Holiday travellers making use of SANRAL’s i-Traffic system now have access to new features that will enable them to better plan their journeys and avoid congestion on the country’s freeways.
“Realtime information on road conditions, congestion and estimated travel times contributes greatly to road safety at a time when the national road network is at its busiest,” says Vusi Mona, the spokesperson of the South African National Roads Agency SOC (Ltd). “People are now able to plan and tailor their journeys according to off-peak periods and be aware about crashes or congestion on the road ahead.
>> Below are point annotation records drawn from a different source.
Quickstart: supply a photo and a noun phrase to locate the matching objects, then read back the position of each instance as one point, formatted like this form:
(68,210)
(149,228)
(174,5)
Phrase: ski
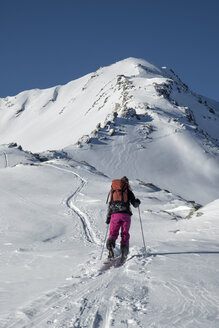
(113,262)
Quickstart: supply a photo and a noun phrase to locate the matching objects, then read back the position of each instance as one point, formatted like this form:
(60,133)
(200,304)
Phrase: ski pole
(104,242)
(142,229)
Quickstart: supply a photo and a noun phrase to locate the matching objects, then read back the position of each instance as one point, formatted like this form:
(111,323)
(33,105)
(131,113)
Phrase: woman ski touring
(119,215)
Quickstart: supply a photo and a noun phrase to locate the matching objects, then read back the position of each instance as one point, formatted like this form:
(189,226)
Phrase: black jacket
(120,207)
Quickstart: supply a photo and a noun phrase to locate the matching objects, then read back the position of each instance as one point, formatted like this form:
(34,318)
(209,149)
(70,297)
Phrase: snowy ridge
(133,119)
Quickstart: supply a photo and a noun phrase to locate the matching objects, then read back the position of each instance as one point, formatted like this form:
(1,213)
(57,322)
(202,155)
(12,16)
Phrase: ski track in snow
(98,299)
(5,159)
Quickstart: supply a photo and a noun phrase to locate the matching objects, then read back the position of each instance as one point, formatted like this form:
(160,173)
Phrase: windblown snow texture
(59,150)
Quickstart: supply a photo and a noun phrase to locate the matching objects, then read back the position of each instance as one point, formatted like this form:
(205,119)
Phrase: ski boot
(124,252)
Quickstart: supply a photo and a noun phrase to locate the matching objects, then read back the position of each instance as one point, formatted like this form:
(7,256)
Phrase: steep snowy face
(59,116)
(128,118)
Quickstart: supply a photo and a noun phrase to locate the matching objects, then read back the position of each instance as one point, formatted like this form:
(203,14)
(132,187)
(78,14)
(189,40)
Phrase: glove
(137,202)
(108,219)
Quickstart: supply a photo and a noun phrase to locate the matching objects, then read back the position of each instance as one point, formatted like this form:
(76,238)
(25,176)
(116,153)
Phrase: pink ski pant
(123,221)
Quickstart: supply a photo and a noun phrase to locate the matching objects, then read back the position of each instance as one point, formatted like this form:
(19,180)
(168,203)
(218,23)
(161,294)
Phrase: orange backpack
(119,191)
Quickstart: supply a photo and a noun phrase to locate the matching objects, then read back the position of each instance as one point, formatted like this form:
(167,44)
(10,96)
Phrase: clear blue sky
(44,43)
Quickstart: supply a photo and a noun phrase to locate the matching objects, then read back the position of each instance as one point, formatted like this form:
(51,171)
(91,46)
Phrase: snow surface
(132,119)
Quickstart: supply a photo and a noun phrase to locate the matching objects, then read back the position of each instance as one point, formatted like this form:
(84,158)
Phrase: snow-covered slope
(144,119)
(132,119)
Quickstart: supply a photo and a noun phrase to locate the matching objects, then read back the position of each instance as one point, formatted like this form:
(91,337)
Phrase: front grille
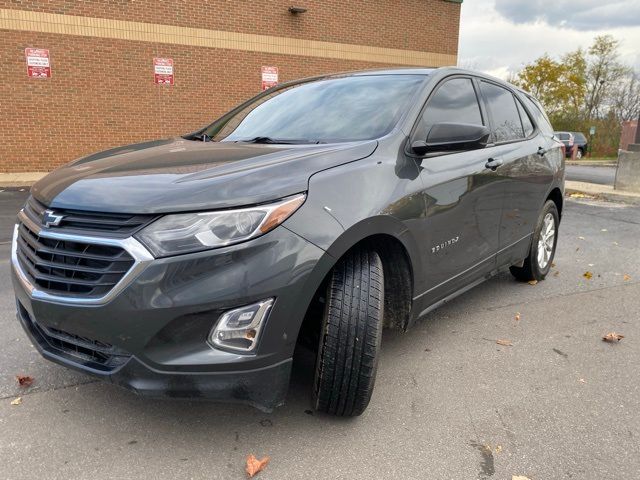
(69,267)
(93,353)
(82,222)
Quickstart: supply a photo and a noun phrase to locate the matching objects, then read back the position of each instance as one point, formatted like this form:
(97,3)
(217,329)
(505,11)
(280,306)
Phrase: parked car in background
(569,139)
(320,211)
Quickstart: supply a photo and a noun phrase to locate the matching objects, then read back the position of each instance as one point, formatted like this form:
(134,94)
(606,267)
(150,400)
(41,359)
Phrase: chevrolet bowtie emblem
(50,219)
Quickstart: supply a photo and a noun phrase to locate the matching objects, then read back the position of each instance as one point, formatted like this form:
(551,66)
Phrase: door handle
(493,163)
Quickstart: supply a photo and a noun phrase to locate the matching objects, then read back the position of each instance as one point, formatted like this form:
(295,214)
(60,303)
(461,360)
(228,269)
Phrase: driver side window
(454,101)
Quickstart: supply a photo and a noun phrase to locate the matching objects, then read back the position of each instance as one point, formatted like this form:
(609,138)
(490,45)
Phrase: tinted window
(504,112)
(538,114)
(526,120)
(455,101)
(328,110)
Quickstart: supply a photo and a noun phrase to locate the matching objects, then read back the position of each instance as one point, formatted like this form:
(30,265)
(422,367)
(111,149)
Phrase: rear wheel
(543,246)
(351,334)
Prospective new users can log into the i-Traffic network through the website
The New Advanced Traveller Information System was rolled out last month and has already proven its value during the first week of the holiday season. Among the new features are:
* A single adaptive display that will automatically align itself with the device being used. I-Traffic users will no longer need to log on to separate mobile sites when using computers, tablets or smart phones.
* An updated tool for trip planning and congestion alerts. The system now provides estimated door-to-door travel times and incident alerts based upon the user’s unique profile.
* A new “My Cameras” feature which enables users to add their most frequently viewed cameras to the homepage.
* A better user experience and improved usability when accessing the website.
Mona says i-Traffic is South Africa’s most advanced traffic information system covering the primary roads in Gauteng, KwaZulu-Natal and the Western Cape. Users are able to see road conditions, incidents and congestion prior to the start of their journeys and receive real time alerts when conditions change.
Intelligent Transportation Systems (ITS) was introduced by SANRAL to meet the growing need among road users to have access to accurate, real-time information about road conditions. The system is also linked to SANRAL’s emergency response units and On-road services, further contributing to road safety.
At the core of the system is a number of closed-circuit television cameras placed at strategic positions along the highways. The collected images and data are then relayed to traffic management centres where the information is disseminated and analysed.
When road conditions change, or incidents occur the information is posted on overhead electronic signposts, known as variable message signs and posted on the website while registered users receive alerts on their devices.
Mona says the new changes are also contributing to the gathering of additional traffic and incident data that will be used for future planning. Decision-makers will be able to use this data to gain insights into critical traffic hot spots and the impact of variables such as weather conditions, time of day, network flow and speeds.
There are already live CCTV feeds of the system to the Cape Town International Airport Management Centre and the Public Emergency Communication Centre (107) in Cape Town.
SANRAL will also provide live feeds to other transport management professionals in other entities such as the Road Traffic Management Corporation, and provincial and local governments over time.